Indonesia membutuhkan pendanaan besar dalam pengembangan energi baru dan terbarukan. Pada pertemuan G7 bulan Juni 2022 di Jerman, Presiden Indonesia menyatakan bahwa Indonesia membutuhkan dana sekitar 25-30 miliar USD untuk beralih ke energi bersih selama delapan tahun ke depan (hingga tahun 2030). Sebagai negara berkembang, Indonesia membutuhkan dukungan internasional untuk bisa transisi energi dengan mengembangkan energi baru dan terbarukan. Sebelumnya, pada pertemuan G7 tahun 2021, dikatakan bahwa direncanakan dua macam pendanaan baru untuk CIF dalam menekan perubahan iklim di negara berkembang termasuk Indonesia. Dua pendanaan tersebut adalah Accelerating Coal Transition (ACT) dan Renewable Energy Integration (REI). Namun, pada dokumen Energy Transition Mechanism (ETM) Introduction yang dikeluarkan oleh ADB, dinyatakan bahwa saat ini masih berfokus pada aliran kerja utama ACT, sedangkan REI belum memiliki rencana aliran kerja utama. Oleh karena itu, dibutuhkan penguatan komitmen dari ADB dalam pengembangan REI, karena pengembangan energi terbarukan membutuhkan biaya yang sangat besar.
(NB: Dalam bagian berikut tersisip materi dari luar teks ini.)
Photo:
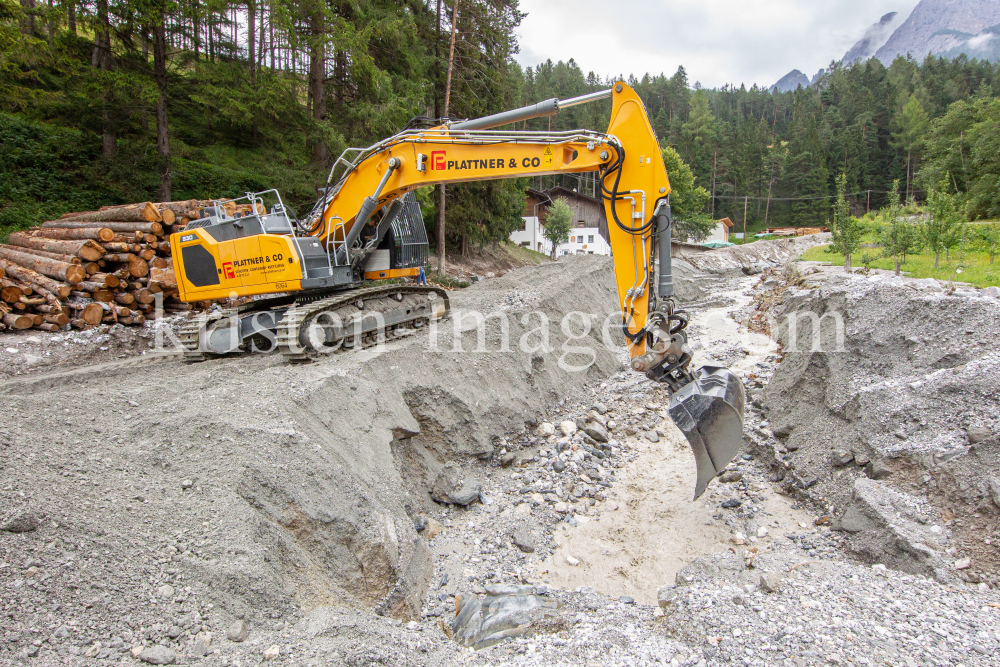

Pengembangan energi terbarukan perlu dimaksimalkan untuk mengurangi dampak negatif polusi dan perubahan iklim yang berakibat pada terjadinya bencana alam. Dilansir dari Bisnis.com, Menteri Keuangan, Sri Mulyani mengatakan bahwa kerugian negara tahunan akibat bencana alam mencapai Rp 20 Triliun, dan didominasi oleh bencana hidrometeorologi seperti kebakaran hutan dan lahan, banjir, longsor, dan puting beliung. Sehingga konsekuensi dari transisi energi ini tidak hanya sebagai penurunan emisi gas rumah kaca saja, tapi akan ada banyak dampak baik yang menyertainya seperti meminimalisir terjadinya bencana dengan mitigasi perubahan iklim menggunakan Renewable Energy (RE).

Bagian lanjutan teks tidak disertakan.